Preventing age-related illnesses has become a major concern as the global population ages at a never-before-seen rate. The changes that aging brings about at the molecular level in the body must be thoroughly and quantitatively assessed. By doing this, it might be feasible to decrease age-related disorders and identify particular aging factors.
To solve this issue, earlier studies that measured the amount of mRNA produced in living cells created an atlas of aging-related alterations in major tissues. An atlas of aging-related protein alterations has not been created, though.
A group at Osaka Metropolitan University's Graduate School of Medicine, directed by Professor Naoko Ohtani and Lecturer Masaki Takasugi, created the Mouse Aging Proteomic Atlas, a very extensive database, to close this research gap.
They accomplished this by examining the extracellular matrix-enriched fractions of key tissues as well as the proteomes and transcriptomes of the brain, artery, heart, kidney, liver, lungs, skeletal muscle, and skin tissues of mice aged six, fifteen, twenty-four, and thirty months.
As a result, proteins in the extracellular matrix that increased with age were discovered, and the properties of protein groups impacted by aging in important tissues could be examined.
By clarifying the changes in various tissues due to aging in detail with regard to the number of proteins that are directly linked to gene function, we have dramatically improved our understanding of the overall changes on the molecular level.
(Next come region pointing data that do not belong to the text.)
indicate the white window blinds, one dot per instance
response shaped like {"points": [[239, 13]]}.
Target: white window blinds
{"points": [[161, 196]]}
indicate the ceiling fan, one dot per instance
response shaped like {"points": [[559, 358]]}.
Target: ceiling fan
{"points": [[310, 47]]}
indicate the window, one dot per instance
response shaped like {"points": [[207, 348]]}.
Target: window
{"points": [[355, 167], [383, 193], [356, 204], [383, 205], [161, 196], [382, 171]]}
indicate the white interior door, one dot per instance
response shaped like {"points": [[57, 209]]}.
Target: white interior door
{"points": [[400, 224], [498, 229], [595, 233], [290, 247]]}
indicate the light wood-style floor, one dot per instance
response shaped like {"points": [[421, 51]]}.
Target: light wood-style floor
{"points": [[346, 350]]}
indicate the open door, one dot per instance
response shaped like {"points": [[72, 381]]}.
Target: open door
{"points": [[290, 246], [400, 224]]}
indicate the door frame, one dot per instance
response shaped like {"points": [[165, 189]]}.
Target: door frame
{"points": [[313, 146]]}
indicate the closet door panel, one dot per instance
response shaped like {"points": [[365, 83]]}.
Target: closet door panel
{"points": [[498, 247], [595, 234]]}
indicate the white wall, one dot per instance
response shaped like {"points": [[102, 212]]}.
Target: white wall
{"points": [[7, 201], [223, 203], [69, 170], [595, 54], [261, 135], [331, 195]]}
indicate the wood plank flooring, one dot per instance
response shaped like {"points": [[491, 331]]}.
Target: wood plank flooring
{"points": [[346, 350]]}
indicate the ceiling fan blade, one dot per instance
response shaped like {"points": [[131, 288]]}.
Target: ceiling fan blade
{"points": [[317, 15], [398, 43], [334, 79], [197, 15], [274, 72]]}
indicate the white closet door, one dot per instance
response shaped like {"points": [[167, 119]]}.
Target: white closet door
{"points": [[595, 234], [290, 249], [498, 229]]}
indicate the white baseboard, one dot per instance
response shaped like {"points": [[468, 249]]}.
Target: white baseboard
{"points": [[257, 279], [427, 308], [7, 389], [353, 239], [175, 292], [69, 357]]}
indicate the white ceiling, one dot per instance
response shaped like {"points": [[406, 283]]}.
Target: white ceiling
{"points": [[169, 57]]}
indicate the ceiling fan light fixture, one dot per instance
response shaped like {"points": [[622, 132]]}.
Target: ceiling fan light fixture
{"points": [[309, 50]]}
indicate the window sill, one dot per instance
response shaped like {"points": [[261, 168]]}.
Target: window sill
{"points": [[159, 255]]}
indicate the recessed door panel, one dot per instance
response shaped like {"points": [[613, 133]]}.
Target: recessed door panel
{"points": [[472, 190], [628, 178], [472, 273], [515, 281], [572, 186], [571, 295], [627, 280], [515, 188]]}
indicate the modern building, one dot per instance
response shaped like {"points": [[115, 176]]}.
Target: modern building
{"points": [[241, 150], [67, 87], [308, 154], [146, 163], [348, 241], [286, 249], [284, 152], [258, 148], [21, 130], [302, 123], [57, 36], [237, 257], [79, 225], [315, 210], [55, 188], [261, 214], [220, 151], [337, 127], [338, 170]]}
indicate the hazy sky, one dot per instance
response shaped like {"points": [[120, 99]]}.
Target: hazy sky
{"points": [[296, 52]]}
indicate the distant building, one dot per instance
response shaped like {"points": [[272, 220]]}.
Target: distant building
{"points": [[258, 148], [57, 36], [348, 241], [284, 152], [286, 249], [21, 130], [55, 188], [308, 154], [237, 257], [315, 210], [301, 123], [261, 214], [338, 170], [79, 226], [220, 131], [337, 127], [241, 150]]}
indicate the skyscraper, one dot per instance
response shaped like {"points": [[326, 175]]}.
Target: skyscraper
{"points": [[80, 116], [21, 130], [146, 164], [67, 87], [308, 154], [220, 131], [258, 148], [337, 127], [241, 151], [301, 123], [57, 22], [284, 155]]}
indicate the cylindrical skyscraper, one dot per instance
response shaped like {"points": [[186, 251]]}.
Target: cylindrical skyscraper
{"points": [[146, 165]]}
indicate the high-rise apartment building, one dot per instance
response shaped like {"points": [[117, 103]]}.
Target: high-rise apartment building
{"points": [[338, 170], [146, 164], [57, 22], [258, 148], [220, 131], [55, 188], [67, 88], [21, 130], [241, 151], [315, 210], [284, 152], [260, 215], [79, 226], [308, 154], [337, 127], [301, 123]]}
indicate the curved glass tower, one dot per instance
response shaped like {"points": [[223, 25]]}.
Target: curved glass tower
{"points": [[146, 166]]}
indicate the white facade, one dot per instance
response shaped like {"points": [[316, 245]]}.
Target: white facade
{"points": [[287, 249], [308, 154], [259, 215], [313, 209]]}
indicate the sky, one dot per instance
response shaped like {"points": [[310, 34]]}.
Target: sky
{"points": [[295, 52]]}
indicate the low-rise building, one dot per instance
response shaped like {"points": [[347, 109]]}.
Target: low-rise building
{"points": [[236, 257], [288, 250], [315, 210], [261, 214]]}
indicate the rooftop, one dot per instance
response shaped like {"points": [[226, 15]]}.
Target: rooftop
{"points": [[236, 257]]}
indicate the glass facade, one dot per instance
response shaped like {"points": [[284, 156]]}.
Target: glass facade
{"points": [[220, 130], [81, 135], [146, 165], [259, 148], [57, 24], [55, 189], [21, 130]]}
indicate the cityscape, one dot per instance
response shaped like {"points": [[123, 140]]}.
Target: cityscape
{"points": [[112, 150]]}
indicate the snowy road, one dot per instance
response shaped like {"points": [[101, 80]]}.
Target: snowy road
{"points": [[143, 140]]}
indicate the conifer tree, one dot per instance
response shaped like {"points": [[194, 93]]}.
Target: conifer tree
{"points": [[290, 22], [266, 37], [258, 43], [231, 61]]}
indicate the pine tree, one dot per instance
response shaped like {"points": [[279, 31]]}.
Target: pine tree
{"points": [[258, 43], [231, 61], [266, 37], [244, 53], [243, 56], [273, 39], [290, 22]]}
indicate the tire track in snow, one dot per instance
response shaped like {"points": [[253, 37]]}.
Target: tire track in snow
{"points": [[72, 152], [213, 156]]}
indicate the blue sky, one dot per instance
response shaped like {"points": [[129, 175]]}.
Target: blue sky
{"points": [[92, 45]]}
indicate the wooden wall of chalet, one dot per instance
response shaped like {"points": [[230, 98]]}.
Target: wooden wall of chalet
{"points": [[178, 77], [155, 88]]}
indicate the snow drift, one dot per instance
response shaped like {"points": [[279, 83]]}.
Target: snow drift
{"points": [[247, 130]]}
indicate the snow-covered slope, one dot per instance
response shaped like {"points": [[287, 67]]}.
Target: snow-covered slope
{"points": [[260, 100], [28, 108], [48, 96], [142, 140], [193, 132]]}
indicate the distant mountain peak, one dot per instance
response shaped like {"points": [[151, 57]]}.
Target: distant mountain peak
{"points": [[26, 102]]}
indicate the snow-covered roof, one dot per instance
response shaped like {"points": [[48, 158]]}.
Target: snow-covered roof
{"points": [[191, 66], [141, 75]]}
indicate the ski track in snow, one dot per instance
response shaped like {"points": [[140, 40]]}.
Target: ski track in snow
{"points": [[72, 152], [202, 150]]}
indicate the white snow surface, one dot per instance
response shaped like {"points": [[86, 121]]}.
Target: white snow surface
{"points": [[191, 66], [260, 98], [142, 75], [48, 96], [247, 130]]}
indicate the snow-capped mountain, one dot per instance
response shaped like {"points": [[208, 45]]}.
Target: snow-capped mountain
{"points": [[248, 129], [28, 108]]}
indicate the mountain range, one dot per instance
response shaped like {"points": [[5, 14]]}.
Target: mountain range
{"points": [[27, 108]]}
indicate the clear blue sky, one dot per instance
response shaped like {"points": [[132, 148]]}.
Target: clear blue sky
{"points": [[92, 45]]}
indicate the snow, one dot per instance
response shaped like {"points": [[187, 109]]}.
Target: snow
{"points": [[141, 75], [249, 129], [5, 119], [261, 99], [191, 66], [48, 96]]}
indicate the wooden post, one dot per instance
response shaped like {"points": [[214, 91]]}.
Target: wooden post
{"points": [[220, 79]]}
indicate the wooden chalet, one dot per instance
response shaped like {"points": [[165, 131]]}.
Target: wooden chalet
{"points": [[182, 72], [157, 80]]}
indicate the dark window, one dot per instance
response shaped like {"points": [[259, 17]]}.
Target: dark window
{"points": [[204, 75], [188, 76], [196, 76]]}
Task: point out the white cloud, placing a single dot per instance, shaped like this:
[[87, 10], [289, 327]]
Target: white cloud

The results of this research are expected to contribute to a better understanding of the changes that occur with age.”
Naoko Ohtani, Professor, Osaka Metropolitan University
The study was published in the journal Nature Communications.
Source:
Journal reference:
Takasugi, M., et al. (2024) An atlas of the aging mouse proteome reveals the features of age-related post-transcriptional dysregulation. Nature Communications. doi.org/10.1038/s41467-024-52845-x.